I’m especially pleased that the article cites my Institute’s work in this area being led by Dr. Susan Massad and Mary Fridley, who is also quoted. Their grassroots community-building efforts to advance a developmental, social therapeutic approach to living with Alzheimer’s include workshops with the intriguing title, “The Joy of Dementia (You’ve Got to be Kidding”). In these workshops, participants are invited to take a performatory posture and co-create an improvisational life as memory fades (see: Dementia the Joy of Living an Improvisational Life). The article cites another organization, ChangingAging, whose traveling show has an equally provocative title, “Disrupt Dementia.”
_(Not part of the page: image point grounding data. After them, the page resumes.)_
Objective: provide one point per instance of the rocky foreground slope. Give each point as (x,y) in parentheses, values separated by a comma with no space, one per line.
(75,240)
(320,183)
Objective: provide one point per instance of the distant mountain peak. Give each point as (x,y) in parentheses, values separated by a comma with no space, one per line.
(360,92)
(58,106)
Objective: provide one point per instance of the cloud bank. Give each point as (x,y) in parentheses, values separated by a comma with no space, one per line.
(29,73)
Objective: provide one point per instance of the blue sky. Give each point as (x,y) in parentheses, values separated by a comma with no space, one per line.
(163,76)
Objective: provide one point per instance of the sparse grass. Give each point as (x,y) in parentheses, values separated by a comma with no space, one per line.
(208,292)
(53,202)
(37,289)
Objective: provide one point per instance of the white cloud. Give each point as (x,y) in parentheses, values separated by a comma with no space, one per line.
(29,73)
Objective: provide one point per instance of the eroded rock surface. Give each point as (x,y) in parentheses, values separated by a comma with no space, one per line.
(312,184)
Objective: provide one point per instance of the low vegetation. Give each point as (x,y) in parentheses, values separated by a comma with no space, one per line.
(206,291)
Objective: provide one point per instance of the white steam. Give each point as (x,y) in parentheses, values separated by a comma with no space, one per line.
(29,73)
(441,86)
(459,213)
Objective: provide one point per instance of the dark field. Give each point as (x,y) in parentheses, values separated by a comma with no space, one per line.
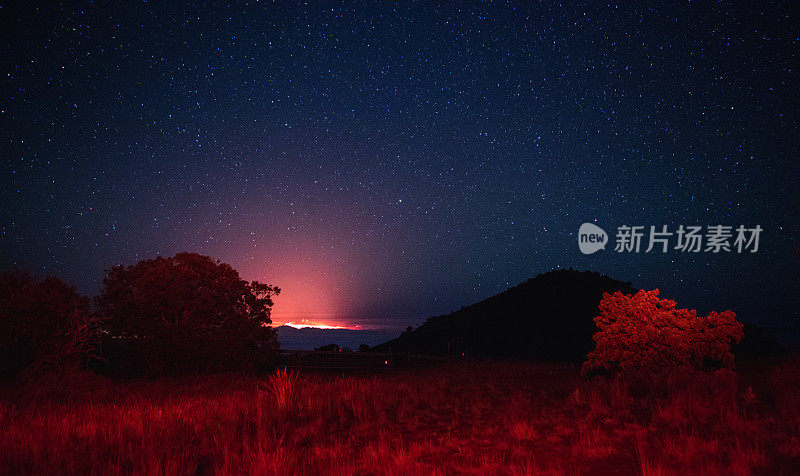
(468,417)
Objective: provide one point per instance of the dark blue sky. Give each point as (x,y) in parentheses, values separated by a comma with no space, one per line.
(386,163)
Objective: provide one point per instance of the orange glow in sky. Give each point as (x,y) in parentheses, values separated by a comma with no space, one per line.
(306,323)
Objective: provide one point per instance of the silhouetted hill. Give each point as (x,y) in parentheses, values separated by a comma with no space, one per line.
(549,317)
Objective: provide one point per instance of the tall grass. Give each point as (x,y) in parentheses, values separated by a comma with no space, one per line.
(471,418)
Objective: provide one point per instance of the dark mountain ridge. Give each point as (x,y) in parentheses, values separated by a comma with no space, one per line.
(549,317)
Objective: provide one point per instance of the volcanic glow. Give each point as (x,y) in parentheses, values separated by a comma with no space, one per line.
(305,323)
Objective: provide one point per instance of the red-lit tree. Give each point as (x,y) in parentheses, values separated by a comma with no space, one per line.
(46,323)
(186,313)
(643,334)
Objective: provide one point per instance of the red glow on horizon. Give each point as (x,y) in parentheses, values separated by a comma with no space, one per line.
(304,323)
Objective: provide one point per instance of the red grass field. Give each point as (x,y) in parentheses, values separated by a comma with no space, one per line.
(469,417)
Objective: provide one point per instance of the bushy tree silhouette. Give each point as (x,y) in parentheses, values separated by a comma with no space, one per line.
(187,313)
(642,334)
(42,323)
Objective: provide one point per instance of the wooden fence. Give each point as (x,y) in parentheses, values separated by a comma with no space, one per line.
(315,359)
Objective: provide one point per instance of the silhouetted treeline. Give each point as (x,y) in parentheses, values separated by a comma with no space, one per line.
(548,318)
(183,314)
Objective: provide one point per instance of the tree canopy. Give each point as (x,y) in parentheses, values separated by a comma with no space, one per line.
(186,313)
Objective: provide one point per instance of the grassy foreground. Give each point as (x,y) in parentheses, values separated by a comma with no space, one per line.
(469,417)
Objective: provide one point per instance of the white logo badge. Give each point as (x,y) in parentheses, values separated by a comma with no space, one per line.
(591,238)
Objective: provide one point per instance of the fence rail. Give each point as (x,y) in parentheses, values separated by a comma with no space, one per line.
(315,359)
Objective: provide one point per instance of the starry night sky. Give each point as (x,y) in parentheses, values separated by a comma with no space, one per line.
(385,163)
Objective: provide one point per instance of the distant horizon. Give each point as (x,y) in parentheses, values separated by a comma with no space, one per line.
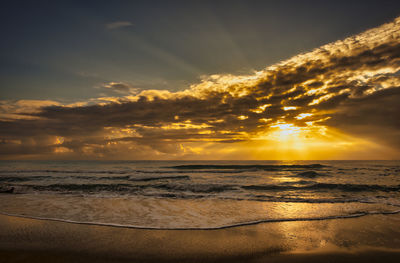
(253,80)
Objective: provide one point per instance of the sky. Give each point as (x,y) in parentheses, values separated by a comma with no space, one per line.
(209,80)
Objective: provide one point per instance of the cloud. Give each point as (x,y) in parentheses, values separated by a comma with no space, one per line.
(118,24)
(343,99)
(119,87)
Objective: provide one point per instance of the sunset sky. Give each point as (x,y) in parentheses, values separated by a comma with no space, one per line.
(262,80)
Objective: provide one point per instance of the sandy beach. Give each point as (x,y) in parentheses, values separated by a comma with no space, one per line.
(374,238)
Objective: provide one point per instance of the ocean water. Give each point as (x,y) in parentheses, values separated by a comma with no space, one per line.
(197,194)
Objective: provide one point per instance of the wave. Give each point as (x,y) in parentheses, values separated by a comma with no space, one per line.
(146,179)
(247,167)
(196,188)
(66,171)
(247,223)
(22,179)
(325,186)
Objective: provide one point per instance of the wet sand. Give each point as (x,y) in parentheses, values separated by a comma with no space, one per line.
(374,238)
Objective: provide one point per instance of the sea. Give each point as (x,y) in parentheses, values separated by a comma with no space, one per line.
(197,194)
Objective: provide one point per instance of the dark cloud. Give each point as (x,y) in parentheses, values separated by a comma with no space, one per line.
(352,85)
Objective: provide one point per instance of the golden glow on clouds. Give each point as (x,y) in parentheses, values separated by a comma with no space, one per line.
(280,112)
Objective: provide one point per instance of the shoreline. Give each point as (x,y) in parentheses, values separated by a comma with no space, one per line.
(370,238)
(251,223)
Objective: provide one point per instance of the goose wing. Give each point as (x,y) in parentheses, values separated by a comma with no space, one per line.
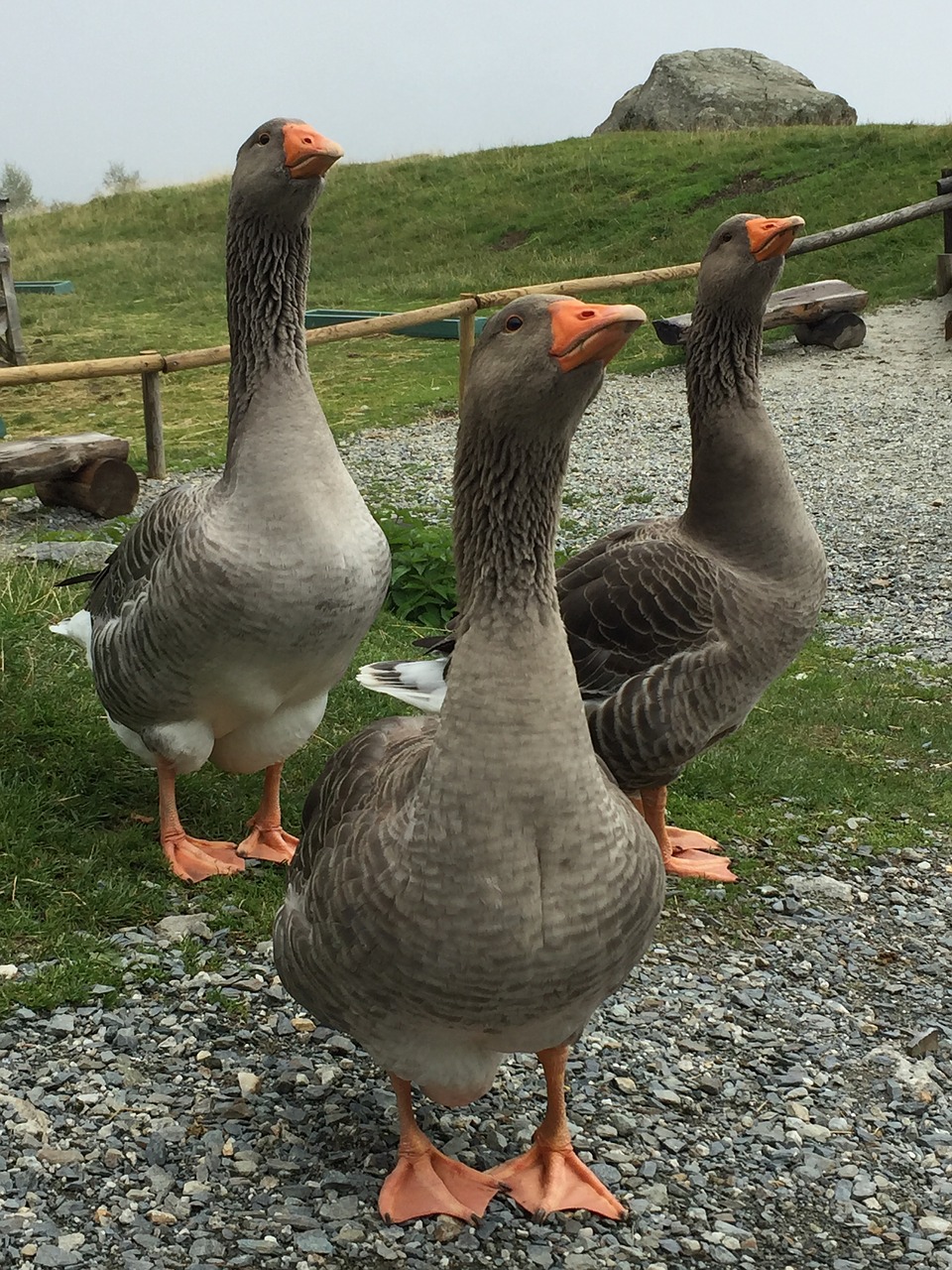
(631,602)
(128,570)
These and other innovators are responding to the great need for culture change in how people diagnosed with dementia are related to. The article quotes Jennifer Carson, director of the newly launched Dementia Engagement, Education and Research program at the University of Nevada at Reno, to this effect: “Alzheimer’s can be a liberating event, an opportunity to fly,” she said. “This is in no way to dismiss the pain and suffering that comes from dementia, but to understand that a lot of that pain and suffering comes from the response.”

The Washington Post article has drawn several hundred comments in its first week since appearing. It’s clearly touching a nerve and sparking dialogue among thousands grappling with how to understand and relate to dementia.

I urge you to share it and join in the movement to create other responses.